Autre proposition, liée à l’exploitation des trains : revoir la durée des arrêts. La norme est de trois minutes et jusqu’à quatre à 5cinqminutes dans les grandes gares. "Elle doit être revue pour l’adapter à la réalité (heures creuses ou de pointe, volume des trafics échangés, caractéristiques des matériels roulants et des quais)", estime l’étude. Pour cela, il y a des pré-requis, comme le fait d’indiquer systématiquement et de manière très visible le positionnement des voitures pour que le voyageur puisse se repérer plus facilement.

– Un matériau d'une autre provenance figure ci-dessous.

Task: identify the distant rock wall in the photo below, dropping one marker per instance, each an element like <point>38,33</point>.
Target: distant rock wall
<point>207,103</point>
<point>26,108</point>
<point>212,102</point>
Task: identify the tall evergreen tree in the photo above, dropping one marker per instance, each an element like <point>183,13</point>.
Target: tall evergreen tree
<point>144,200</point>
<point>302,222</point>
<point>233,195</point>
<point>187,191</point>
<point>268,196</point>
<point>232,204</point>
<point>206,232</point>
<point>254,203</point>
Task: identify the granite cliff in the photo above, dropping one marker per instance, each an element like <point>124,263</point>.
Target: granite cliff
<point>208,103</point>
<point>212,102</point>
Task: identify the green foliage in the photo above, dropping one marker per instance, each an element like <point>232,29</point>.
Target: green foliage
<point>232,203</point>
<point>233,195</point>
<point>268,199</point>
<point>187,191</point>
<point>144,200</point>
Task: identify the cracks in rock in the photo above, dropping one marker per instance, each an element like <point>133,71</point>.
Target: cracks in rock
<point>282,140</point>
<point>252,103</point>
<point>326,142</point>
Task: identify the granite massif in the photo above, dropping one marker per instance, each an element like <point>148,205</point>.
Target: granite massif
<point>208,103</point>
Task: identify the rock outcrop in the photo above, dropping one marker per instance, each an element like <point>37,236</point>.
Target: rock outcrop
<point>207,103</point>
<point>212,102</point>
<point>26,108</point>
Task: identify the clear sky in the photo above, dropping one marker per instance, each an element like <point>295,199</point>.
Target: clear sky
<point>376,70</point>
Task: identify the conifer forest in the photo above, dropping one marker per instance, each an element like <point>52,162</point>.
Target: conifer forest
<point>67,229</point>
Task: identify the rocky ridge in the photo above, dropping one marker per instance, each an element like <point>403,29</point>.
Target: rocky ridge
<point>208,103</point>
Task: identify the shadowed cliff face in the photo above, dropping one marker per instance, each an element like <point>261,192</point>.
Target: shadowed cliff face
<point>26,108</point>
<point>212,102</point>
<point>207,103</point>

Repenser les arrêts et les correspondances

Une autre série de propositions concerne la politique commerciale. Dans cet ordre d’idées, il faudrait optimiser le nombre des arrêts et les correspondances. "L’arrêt d’un train dans une gare majore le temps de parcours de 3 à 8 minutes selon la vitesse autorisée en ligne et les caractéristiques de la gare, souligne l’étude de Gérard Mathieu. Il est donc souhaitable de diversifier l’offre avec des trains omnibus et des trains semi-directs sur un itinéraire donné." La durée des correspondances devrait aussi être réduite par une adaptation des horaires, une clarification des annonces et de la signalétique, la facilitation du cheminement entre les trains, "l’idéal étant la correspondance quai à quai", précise l’étude. Certaines correspondances pourraient aussi être supprimées en mettant les circulations bout à bout (Grenoble-Lyon ou Lyon-Dijon, par exemple) pour qu’elles soient assurées par un même train.
L’étude préconise aussi de renforcer les fréquences, pour réduire les temps d’attente en gare et en particulier la durée des correspondances. Mais il faut veiller pour cela à ce que les cadencements respectifs des trains grandes lignes et TER ou des TER de régions différentes ne soient pas décalés, prévient-elle. Autre aspect primordial : améliorer l’intermodalité. Le voyage en train ne constitue qu’une partie du déplacement. On peut encore gagner du temps en facilitant l’accès aux services permettant de réaliser les parcours terminaux (transports publics, taxis, voitures particulièrse, location de voitures ou de vélos, etc.).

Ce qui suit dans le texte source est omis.